My personal favorite color is yellow and for good reason. It’s the color of sunshine, optimism, enlightenment, happiness, positivity and freshness. It produces a warming effect on the viewer and is often associated with food (you’ll find yellow in the logos of McDonald’s, Pizza Hut and Subway). It is the color that stands out the most when placed against a black background. Companies that want to be known for positivity and happy customers should utilize bright yellows. Best companion colors: red and black.
If you take a step outside, you’ll notice that the color that you quite often see the most is blue. Considering that the largest things we can look at on earth, the sky and the ocean are both blue, it’s not surprising that the color is associated with stability, depth, calmness, trust, loyalty and wisdom. Blue is also the favorite color of more people on earth than any other, mostly because it is the most constant. Shades of blue can offer different meanings as well, electric blues are more dynamic while dark or navy blues can be seen as cold but stable. Blue has been known to suppress appetite, so it’s not a good color for the food industry. If your organization promotes cleanliness, expertise and ease of use, blue is for you. Best companion colors: white, red and yellow.
Orange is seen as the most polarizing color of the standard six primary and secondary colors. Either you love it or you hate it for the most part. As we learned from finger painting, orange combines the energy and action of red with the warmth and positivity of yellow. That must be why so many people love basketball. Orange is highly visible, creative, enthusiastic, invigorating and healthy. The color orange also stimulates the appetite and encourages socialization. Organizations promoting good health, artistic, creative and communications companies should look to use oranges. Best companion colors: blue and black.
You’ve probably heard of many companies going “green” in the past decade, so it shouldn’t surprise you that the increase in the use of the color in logos has also risen. Green is the color of nature, growth, fertility, newness, healing and money. The color occupies more space in the visible spectrum than any other color so it is the most restful color to the human eye. A natural balance of cool and warm is seen as refreshing, soothing and harmonious. A company that focuses on growth, innovation, endurance, natural products or financial expertise would do well to utilize green. Best companion colors: white and black.

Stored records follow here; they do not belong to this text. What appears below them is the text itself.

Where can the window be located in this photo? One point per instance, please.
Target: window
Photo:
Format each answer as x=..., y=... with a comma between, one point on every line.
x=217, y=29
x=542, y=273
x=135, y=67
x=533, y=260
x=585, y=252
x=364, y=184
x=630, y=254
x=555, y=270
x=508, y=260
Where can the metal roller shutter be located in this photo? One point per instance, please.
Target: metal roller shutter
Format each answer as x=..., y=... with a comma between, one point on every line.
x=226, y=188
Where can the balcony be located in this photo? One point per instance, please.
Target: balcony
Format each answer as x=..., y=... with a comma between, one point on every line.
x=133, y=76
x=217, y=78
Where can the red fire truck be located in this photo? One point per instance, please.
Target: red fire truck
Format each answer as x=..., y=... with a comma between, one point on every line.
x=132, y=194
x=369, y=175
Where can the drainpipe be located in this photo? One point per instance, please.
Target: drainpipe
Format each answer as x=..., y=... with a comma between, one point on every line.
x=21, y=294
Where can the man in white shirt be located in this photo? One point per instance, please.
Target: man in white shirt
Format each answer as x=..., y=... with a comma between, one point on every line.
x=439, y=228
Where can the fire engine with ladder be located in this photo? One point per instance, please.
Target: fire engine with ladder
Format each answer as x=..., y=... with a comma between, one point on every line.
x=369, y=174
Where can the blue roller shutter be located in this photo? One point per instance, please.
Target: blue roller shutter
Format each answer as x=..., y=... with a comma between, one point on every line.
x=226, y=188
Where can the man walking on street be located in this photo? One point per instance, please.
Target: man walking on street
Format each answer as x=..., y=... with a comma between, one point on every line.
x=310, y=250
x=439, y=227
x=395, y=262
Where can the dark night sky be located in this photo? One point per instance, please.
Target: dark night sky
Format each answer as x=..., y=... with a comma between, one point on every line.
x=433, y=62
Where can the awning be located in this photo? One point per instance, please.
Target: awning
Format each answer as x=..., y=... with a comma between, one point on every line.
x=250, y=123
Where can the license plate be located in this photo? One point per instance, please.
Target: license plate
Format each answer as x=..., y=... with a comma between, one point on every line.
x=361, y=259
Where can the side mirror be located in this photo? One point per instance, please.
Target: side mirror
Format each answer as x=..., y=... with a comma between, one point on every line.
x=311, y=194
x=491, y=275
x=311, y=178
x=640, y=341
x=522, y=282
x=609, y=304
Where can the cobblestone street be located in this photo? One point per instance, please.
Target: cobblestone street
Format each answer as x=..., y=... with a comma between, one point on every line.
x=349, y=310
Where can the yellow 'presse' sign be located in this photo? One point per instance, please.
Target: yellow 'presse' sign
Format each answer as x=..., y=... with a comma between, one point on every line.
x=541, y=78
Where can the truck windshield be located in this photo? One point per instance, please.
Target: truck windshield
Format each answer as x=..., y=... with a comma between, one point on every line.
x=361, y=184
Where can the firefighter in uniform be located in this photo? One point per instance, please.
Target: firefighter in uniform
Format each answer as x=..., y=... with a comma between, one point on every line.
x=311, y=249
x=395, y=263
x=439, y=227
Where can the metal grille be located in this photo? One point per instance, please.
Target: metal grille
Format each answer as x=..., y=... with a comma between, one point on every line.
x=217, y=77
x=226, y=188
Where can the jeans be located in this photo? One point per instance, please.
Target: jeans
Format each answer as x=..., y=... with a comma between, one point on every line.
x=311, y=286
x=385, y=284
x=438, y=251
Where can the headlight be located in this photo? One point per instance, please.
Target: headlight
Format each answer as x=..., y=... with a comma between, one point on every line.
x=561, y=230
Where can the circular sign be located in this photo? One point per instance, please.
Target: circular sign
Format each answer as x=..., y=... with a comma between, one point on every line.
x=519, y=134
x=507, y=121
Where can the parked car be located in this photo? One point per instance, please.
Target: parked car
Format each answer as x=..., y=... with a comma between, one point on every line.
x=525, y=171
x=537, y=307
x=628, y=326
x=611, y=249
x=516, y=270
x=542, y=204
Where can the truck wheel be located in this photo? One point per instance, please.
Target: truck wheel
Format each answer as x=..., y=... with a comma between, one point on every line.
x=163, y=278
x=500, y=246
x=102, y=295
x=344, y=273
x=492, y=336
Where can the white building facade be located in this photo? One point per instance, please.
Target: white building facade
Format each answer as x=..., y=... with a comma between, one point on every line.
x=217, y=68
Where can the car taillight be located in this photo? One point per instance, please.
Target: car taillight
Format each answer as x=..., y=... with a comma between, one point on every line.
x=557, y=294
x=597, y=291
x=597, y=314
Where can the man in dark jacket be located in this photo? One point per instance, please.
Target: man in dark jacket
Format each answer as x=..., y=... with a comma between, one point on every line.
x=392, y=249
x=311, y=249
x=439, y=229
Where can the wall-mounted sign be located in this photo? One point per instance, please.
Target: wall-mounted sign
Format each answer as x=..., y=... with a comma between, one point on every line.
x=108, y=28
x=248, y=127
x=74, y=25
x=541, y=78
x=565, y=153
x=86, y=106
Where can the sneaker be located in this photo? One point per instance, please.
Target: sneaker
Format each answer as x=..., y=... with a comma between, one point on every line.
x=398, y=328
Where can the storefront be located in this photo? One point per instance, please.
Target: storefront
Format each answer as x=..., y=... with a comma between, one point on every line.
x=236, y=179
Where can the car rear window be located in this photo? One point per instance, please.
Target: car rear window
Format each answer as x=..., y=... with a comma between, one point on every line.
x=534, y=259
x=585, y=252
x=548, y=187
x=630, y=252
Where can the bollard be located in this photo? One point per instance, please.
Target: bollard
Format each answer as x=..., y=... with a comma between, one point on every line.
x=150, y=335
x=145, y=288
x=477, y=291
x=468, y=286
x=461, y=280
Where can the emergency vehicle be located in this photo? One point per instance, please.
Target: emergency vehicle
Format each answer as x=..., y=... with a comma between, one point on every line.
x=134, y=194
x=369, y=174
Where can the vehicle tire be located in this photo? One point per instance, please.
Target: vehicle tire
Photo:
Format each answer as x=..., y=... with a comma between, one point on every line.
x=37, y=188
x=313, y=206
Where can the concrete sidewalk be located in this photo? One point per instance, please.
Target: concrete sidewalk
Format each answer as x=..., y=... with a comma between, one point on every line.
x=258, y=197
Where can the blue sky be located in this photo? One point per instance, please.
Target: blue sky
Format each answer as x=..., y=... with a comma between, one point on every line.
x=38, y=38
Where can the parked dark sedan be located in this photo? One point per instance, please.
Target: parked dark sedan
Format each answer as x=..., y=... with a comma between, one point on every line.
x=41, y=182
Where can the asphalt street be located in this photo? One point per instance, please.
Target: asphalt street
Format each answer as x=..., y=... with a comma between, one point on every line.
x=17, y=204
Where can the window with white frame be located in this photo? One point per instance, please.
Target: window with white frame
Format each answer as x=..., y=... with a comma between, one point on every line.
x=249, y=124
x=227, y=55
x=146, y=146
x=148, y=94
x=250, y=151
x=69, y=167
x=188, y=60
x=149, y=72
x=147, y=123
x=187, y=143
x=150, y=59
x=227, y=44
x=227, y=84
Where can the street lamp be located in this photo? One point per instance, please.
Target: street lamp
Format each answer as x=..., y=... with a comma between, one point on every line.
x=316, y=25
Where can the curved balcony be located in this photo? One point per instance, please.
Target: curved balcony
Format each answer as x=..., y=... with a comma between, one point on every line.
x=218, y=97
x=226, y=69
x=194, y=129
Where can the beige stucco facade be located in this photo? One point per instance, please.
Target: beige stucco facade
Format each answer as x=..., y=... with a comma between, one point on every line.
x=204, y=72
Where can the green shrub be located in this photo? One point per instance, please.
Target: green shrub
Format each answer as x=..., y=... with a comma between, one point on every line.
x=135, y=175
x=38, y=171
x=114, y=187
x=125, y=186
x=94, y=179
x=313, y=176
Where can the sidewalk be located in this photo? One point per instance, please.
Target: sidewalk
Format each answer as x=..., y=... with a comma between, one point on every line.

The color purple combines the stimulation and action of red with the calmness and wisdom of blue (but yet the Minnesota Vikings have still never won the Super Bowl). Purple is often seen as a regal or royal color and it symbolizes power, loyalty, mystery, creativity and spirituality. Because purple is so rare in nature, it is often seen as the most artificial of all colors. If you’re marketing to kids, purple is the most preferred color to pre-teens (especially girls). Also, companies that market to women or that want to be seen as independent and creative would want to use purple in their logo. Best companion colors: yellow and white.
Now, a bit about the “companion” colors…
White is used in just about every logo and represents cleanliness, purity, goodness, neutrality and perfection. You wouldn’t likely use white as a main color in any logo, nor would it be seen as the main color when put next to anything but black or gray. White suggests a simplicity and safety that plays well with the colors from above.
For those logos that don’t use white, they almost always use black. Obviously black is associated with darkness, mystery and fear, but it has an element of coolness, elegance and power to it as well. Black is a great companion to any bright color.
So how does your logo stack up to the psychology of color? Sometimes a simple change in the color of your logo can act as a new logo in itself. To find out what’s hot in color trends, you can visit the website of international color authority Pantone, which named Tangerine Tango as the 2012 color of the year.